“But she was just here,” he says.
“Yeah,” I tell him, “but now she’s not. Now it’s just me.”
“I’m sorry. I’m not following,” he says, asking again if I’m feeling okay, if I’m all right, encouraging me to drink up the water.
“I’m feeling fine,” I say, drinking the water in one big swig. I’m thirsty and hot.
“Dr. Foust—”
“Camille,” I remind him, searching the room for a clock, to see what time it is, how much time I’ve missed.
He says, “Okay. Camille, then.” He shows me one of the pictures from the tabletop, the one where she’s covered in her own blood, eyes open, dead. “Do you know anything about this?”

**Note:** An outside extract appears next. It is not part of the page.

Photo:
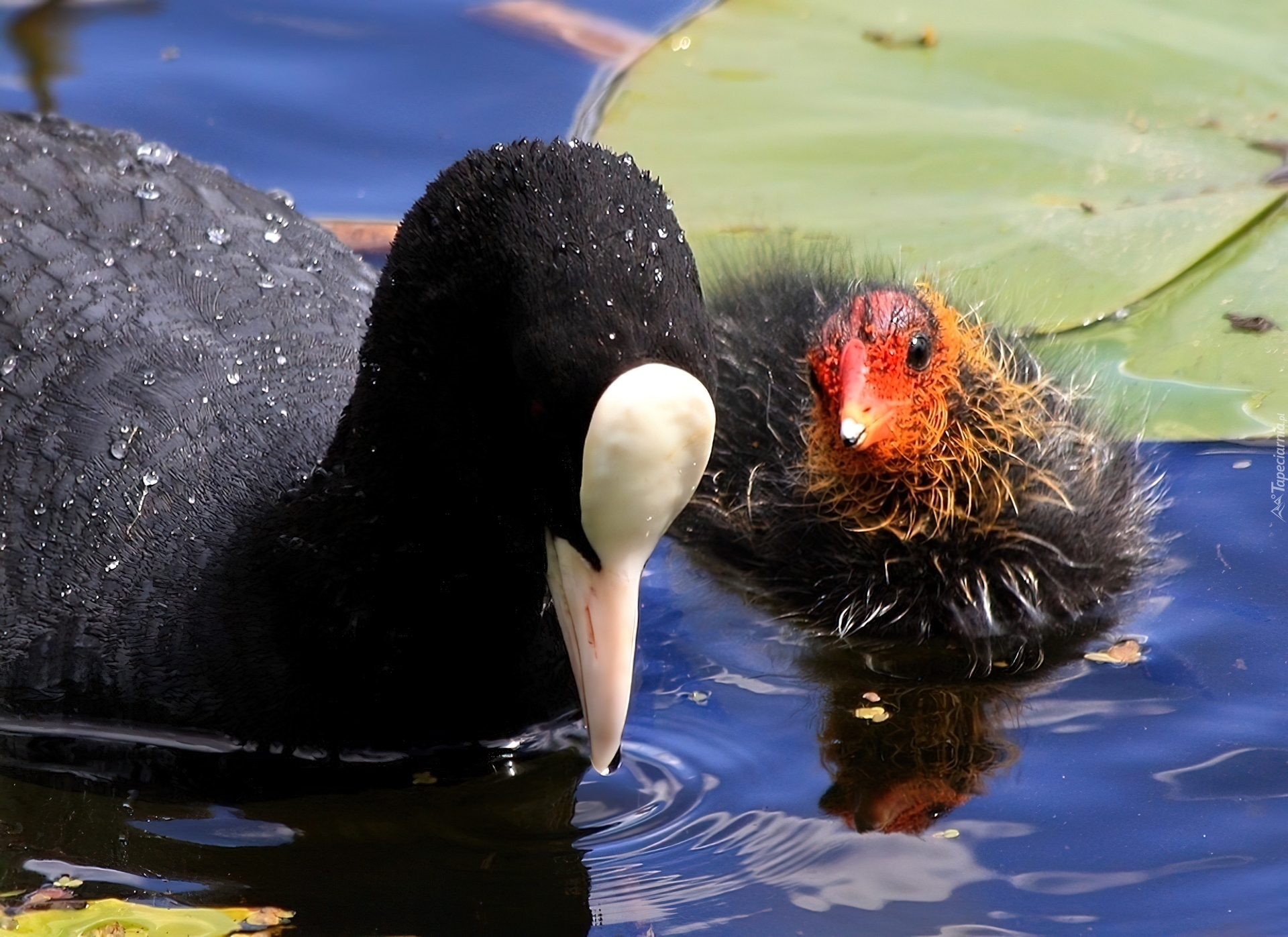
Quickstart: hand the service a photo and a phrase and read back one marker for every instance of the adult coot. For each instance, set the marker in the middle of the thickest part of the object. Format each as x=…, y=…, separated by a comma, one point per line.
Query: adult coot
x=885, y=463
x=233, y=502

I leave him hanging. Can’t let the cat out of the bag just yet.
SADIE
I’m alone in a room, sitting in a chair that backs up to a wall. There isn’t much to the room, just walls, two chairs, a door that’s locked. I know because I’ve already tried leaving. I tried turning the knob but it didn’t turn. I wound up knocking on the door, pounding on the door, calling out for help. But it was all in vain. Because no one came.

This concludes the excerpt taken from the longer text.